Somedays I feel like Curt and I are so fortunate to have such a talkative little 2-year old boy for a son. There’s usually no question what he wants and no real difficulty in understanding what he’s trying to convey. Until, that is, our ears start burning from the non-stop questions and comments, completely off-pitch singing and talk-back phrases such as, “don’t tell me to go to sleep.” Oh, such is the daily drama of being parental units to a not-so-terrible two-yr old.
Here is a sampling of some of our recent encounters with Laird:
Laird and I at the fabric store
Woman squeaks her boot on the floor which makes an interesting sound as we walk by…
Laird: Mommy, she farted.
Me: Ignore him, he’ll forget about it.
Laird (a little louder): Mommy, she made a fart.

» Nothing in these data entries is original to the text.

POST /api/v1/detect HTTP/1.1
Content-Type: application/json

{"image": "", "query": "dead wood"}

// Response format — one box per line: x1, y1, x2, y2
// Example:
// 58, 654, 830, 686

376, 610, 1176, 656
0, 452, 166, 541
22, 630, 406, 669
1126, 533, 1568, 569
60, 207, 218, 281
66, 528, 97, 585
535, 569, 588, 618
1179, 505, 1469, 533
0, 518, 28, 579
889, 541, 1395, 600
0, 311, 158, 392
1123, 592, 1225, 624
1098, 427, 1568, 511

Me: Again, ignore and redirect. Wow, Laird, look at all the colorful ribbons!
Laird: She made a fart, Mommy (this time she heard him).

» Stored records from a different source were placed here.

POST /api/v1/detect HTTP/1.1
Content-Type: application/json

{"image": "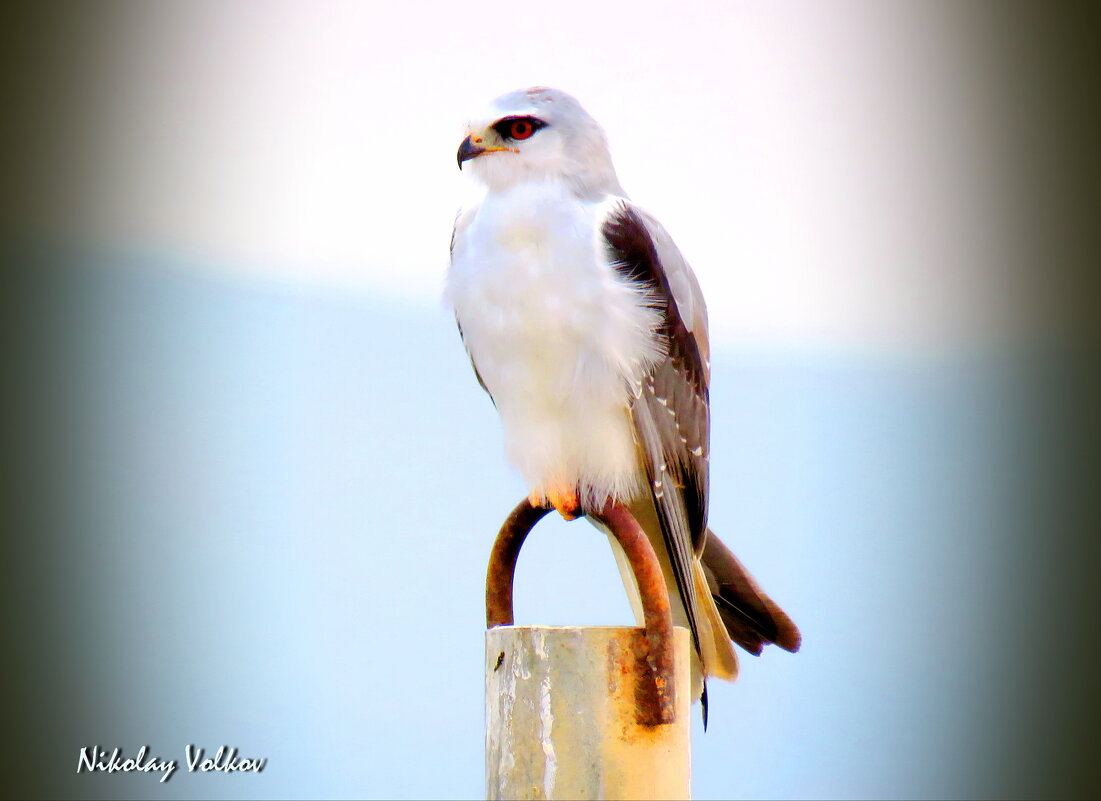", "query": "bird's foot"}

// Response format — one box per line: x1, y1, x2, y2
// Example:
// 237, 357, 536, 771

527, 484, 581, 520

Me: Not at all prepared to deal with such a situation so early in his years, I now explain that it isn’t polite (generally) to point out when other people fart. Because, a lot of things sound like farts, but are not farts. Blah, blah, blah. A few weeks after this incident, he reminded me that “we don’t say when people fart.”
After getting home from work
Me: Laird, did you have a good day? How was Liz’s (babysitter) house?

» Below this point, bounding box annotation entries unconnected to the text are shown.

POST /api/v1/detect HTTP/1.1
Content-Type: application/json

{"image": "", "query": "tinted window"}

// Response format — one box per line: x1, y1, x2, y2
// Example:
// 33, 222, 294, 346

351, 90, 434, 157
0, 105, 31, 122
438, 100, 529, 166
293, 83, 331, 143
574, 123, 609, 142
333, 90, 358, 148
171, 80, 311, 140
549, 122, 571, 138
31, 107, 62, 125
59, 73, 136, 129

Laird, smiling: Oh good, I didn’t hit Sophie (Liz’s daughter).
Me, clarifying: You didn’t hit Sophie?
Laird: Yeah, I didn’t hit Sophie!
At the dinner table
Me: Laird, you have beautiful eyes.
Laird: I know.
Talking about Baby L
Me: Mommy has a baby in her tummy.
Laird (looking down at his belly): I have a baby too!
Me: Oh, you do? What’s her name?
Laird: Baby Lilah.
Me: Oh, okay.
Later, I retell this story to Curt, who then informs me that Lilah is, in fact, the babysitter’s cat.
Getting ready to leave the house:
Me: C’mon, dude, we gotta go.
Laird: I’m not dude. I’m Laird.
Laird’s potty accident
Curt: Go potty, Laird, we’re going.
A couple minutes later…
Curt: Did you go potty, Laird? Where are your pants and undies?
Laird: They’re dirty, they’re in the washer.
Curt: They’re not dirty, they’re fine, let’s put them back on.
Laird: No, they’re dirty.
Curt goes to the washer and finds Laird’s little undies and pants soaked with pee. 🙂 Apparently, he didn’t make it and was cleaning up his own mess.